While prosecutors and the Mathesons were prepared to finally take it to trial this year, the guilty plea brought them something they likely would not have gotten out of a conviction.

"I didn’t anticipate that that was going to matter to me so much," Tracy said. "But having gone through today and listening to him say ‘guilty, guilty, guilty’ and ‘yes, yes, yes’ to all of the questions that he was asked and to know that that is on the record and everyone heard it and it is done, there’s no story after this. He did it. He did all of it. He said so. And now he will serve the rest of his life in prison. Justice has worked."

And the Mathesons now want justice to work for others.

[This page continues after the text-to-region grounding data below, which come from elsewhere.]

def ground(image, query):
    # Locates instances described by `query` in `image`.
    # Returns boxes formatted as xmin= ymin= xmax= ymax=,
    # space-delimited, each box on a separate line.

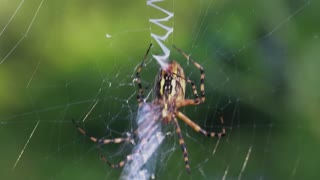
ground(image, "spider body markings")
xmin=154 ymin=60 xmax=186 ymax=124
xmin=73 ymin=44 xmax=226 ymax=173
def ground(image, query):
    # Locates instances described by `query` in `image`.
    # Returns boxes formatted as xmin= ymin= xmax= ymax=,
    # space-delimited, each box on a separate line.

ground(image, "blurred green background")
xmin=1 ymin=0 xmax=319 ymax=179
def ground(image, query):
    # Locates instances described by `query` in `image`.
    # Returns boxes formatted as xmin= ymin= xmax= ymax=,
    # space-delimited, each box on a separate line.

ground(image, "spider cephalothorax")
xmin=154 ymin=61 xmax=186 ymax=124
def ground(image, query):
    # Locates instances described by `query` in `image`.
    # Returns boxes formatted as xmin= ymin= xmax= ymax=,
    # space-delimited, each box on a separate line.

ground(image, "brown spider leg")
xmin=173 ymin=115 xmax=191 ymax=173
xmin=72 ymin=119 xmax=133 ymax=145
xmin=173 ymin=45 xmax=206 ymax=102
xmin=171 ymin=72 xmax=200 ymax=104
xmin=135 ymin=43 xmax=152 ymax=106
xmin=73 ymin=119 xmax=135 ymax=168
xmin=176 ymin=111 xmax=226 ymax=138
xmin=100 ymin=124 xmax=159 ymax=169
xmin=186 ymin=78 xmax=201 ymax=104
xmin=100 ymin=153 xmax=134 ymax=168
xmin=176 ymin=98 xmax=200 ymax=108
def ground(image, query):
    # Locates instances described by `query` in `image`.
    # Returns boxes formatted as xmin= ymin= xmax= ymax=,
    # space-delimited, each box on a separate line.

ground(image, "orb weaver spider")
xmin=73 ymin=44 xmax=226 ymax=173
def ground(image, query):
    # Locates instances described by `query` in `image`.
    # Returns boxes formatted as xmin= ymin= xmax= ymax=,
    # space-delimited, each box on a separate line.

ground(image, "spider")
xmin=73 ymin=44 xmax=226 ymax=173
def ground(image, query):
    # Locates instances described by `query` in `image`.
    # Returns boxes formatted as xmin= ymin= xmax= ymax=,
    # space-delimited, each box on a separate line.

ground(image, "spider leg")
xmin=186 ymin=78 xmax=201 ymax=104
xmin=135 ymin=43 xmax=152 ymax=106
xmin=99 ymin=122 xmax=159 ymax=169
xmin=173 ymin=115 xmax=191 ymax=173
xmin=173 ymin=45 xmax=205 ymax=103
xmin=176 ymin=98 xmax=201 ymax=108
xmin=176 ymin=111 xmax=226 ymax=138
xmin=100 ymin=152 xmax=134 ymax=168
xmin=73 ymin=119 xmax=137 ymax=168
xmin=72 ymin=119 xmax=134 ymax=145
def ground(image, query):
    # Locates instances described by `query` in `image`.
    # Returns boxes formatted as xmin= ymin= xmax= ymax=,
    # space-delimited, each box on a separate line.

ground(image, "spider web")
xmin=1 ymin=0 xmax=319 ymax=179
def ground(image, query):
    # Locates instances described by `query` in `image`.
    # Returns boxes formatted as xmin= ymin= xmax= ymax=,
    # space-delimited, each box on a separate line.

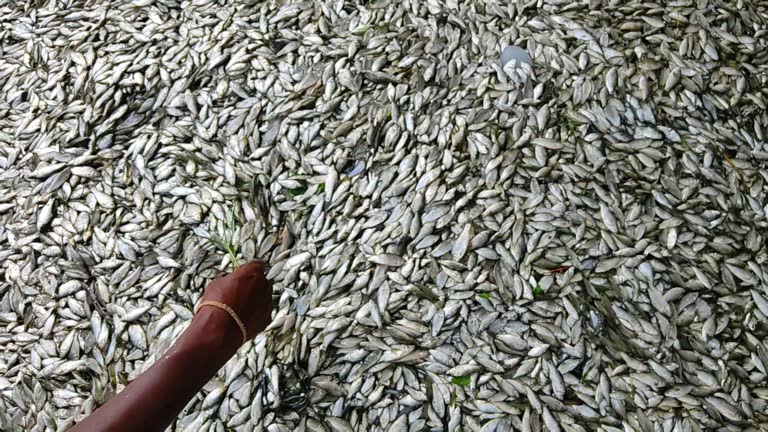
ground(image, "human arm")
xmin=68 ymin=260 xmax=272 ymax=432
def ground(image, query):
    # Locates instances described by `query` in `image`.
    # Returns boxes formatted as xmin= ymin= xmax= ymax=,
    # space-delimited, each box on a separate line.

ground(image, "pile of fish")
xmin=2 ymin=0 xmax=768 ymax=430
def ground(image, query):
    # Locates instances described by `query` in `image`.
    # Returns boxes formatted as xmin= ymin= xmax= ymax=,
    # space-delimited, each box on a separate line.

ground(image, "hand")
xmin=68 ymin=261 xmax=273 ymax=432
xmin=198 ymin=260 xmax=273 ymax=342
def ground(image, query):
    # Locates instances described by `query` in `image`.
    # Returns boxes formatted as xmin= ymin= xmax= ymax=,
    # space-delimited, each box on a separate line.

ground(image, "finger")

In 2019, Tracy and David pushed to get Molly Jane’s Law passed in the Texas Legislature. It requires law enforcement to input suspect information into a national database.

Tracy also runs a non-profit, which has already installed more than 40 soft interview rooms at law enforcement agencies across the country, helping victims feel more comfortable talking with law enforcement.

"By doing them, we are bringing Molly’s light. We are taking the darkness, and we’re bringing light to it," Tracy said. "And by helping to change the conversation about sexual assault and empowering survivors to find their voices, that is something that molly would be behind 110%."

By pleading guilty, prosecutors point out there won’t be the extensive appeal process that drags on, especially if the sentence was death.

There will be another hearing Tuesday morning that will give additional victims an opportunity to speak in court.